Однажды во время приёма ко мне подошла медицинская сестра, моя односельчанка:

– Евгений Николаевич, в реанимации в хирургии лежит Флорик. Его прооперировали. Его мама просила вас навестить его. Может удастся хоть чем-то помочь.

– Что за операция у него была?

– Панкреатит.

Многое, если не всё, стало ясным. Отпустив пациента, я, извинившись перед ждущими в очереди и, сославшись на необходимость срочно быть в хирургии, поспешил в отделение. Поднявшись на третий этаж, я услышал громкие стоны, прерываемые вскриками. Это было мне знакомо. Так кричат люди с неуёмными болями в животе. По коридору, скорбно склонив голову и сложив в безнадёжности руки на груди, ходила взад-вперед Нина – жена Флорика. Мама его, тётя Сянька, в накинутом на плечи халате, стояла у подножья кровати. У изголовья стояла малолетняя дочка Флорика – Регина. Альбина была в коридоре.

Тётя Сянька, всегда дарившая мне в далёком моём детстве на пасху, крашенные Флориком, пасхальные галунки, повернулась ко мне:

– Женик! Подивись щэ ты! Може моя дитина шэ буде жити? Може, шо дашь, шоб его не так болiло? Зробе хоть шо-нибудь.

За свою сорокапятилетнюю врачебную жизнь я очень много раз слышал:

– Ну, сделайте хоть что-нибудь! Хоть как-нибудь!

Что-нибудь и как-нибудь я в жизни не делал. Или делал, или, если не мог, посылал в Кишинёв или Киев..

До сих пор меня не перестаёт жечь постыдное ощущение, что я предал, когда, приехавший издалека и теряющий надежду, молодой человек просил меня поехать в Сороки помочь старшей сестре, попавшей в больницу с кровоизлиянием в мозг.

Позвонив в Сорокскую больницу, я спросил о состоянии моей недалёкой соседки. Ответивший мне незнакомый врач неожиданно назвал моё имя, хотя я представился только фамилией:

– Евгений Николаевич! Пациентка с острым нарушением мозгового кровообращения. Она в глубокой мозговой коме. Ставится вопрос о целесообразности перевода её на искусственную вентиляцию легких. Чтобы отдать долг вежливости, можете приехать! Но к сожалению... Мы не всесильны... Понимаете?
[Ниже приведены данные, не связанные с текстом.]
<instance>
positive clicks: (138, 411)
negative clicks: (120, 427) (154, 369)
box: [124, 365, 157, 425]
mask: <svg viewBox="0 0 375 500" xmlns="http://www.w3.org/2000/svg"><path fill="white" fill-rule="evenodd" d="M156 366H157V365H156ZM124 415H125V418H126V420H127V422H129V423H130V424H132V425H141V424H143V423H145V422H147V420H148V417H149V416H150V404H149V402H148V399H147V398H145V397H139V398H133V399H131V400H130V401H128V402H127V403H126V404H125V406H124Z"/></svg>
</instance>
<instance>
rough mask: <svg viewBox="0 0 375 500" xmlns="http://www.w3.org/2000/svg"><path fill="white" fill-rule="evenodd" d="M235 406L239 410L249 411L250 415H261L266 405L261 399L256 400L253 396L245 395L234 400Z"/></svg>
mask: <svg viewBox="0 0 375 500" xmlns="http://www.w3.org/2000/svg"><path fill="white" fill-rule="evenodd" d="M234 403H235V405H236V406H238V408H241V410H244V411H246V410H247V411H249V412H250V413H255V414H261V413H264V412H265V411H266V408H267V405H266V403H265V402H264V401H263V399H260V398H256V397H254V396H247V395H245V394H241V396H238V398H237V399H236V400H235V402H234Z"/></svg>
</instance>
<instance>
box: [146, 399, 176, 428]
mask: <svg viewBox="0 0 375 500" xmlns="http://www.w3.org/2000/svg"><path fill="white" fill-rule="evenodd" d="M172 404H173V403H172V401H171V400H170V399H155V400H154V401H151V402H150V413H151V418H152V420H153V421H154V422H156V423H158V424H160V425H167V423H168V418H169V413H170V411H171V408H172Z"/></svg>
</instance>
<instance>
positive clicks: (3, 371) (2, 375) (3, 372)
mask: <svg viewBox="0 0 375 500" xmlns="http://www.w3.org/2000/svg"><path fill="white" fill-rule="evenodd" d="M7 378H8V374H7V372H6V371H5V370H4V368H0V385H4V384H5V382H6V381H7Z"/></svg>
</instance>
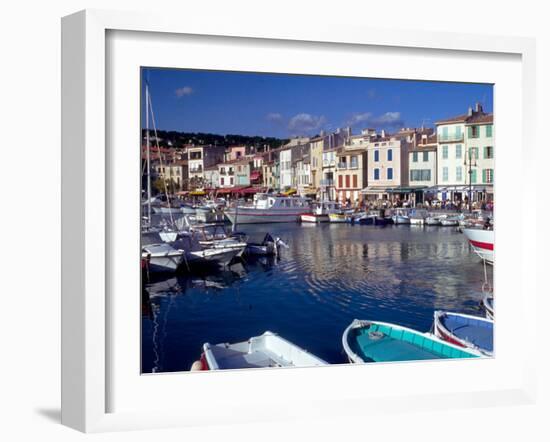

Я его понимал, коллегу, которого я не знал, но который знал меня. Как я его понимал! У меня в это время в отделении лежала больная с тяжелейшим носовым кровотечением. Жизнь покидала её тело вместе с льющейся из носа и глотки кровью. Мне предстояло срочно наложить ей заднюю тампонаду носа через рот. Зверская, жестокая процедура, приравненная к операции, которую я не пожелал бы и врагу. Бросить пациентку и уехать мне не позволял закон и совесть.

Скомкав слова, я отказал единственному младшему брату единственной старшей сестры. Кроме ушедших в мир иной родителей, у них оставался единственный, ненамного старше, дядя. Очень далеко... И больше никого!

Младший брат сел в старую серую "Волгу". Машина тронулась. А я, с камнем в груди, пошёл спасать ту, которую можно было ещё спасти.

Чувствовал я себя в такие минуты всегда прескверно, в который раз при этом проклиная выбранную профессию и за бессилие что-либо сделать, хотя бы для облегчения участи безнадёжных.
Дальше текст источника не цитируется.